Faced with a tough decision it’s easy to run out for advice without thinking the problem through, in this instance perhaps you’re losing ownership of the responsibility, in which case can you really share the decision? Put another way, perhaps you’re asking someone else to decide for you, and this is not the same as asking for advice. Equally, it may be more difficult to accept someone else’s perspective when you sense you’re losing control of the decision. i.e. You end up deciding based on instinct alone and lose out on potentially good advice.

This morning, faced with a tough problem with seemingly no clear path in sight, I decided to ask myself what I’d do if someone paid me (say $500) to come up with a written solution to the problem by end of day. I was actually borrowing a concept I’d written about in an earlier post where I talked about how funny it was that sometimes we won’t do something for ourselves, because we feel we’re not qualified, but throw in some deadlines and an impatient client, and suddenly we’re pulling out all the stops to get the job done. So I figured, why can’t I be my own client?

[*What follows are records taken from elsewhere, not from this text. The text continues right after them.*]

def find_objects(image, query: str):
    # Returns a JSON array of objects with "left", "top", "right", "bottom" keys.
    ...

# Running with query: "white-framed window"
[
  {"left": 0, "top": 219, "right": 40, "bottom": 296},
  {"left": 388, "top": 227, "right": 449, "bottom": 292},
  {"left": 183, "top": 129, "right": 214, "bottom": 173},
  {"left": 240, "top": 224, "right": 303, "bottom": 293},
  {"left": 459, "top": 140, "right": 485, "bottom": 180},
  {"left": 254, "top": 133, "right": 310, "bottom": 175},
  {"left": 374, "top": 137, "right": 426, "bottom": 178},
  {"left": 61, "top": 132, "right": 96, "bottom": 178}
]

I learned a few things from this experience:

  • Even people who consider themselves to be decisive, can be at risk of completely delegating important decisions to someone else
  • I think we all have great potential to be decisive on what we think we should do. We just need to temporarily silence the part of ourselves that’s hung up on a lot of the unknowns
  • Once you have an idea of what you think should be done and why, you get a much clearer picture of what sort of advice to ask of someone else

Before I end this post I want to clarify that I’m not saying that asking for advice is in any way wrong, I’m trying to emphasize that you’re more likely to get the best advice if you first figure out what you think you should do and why.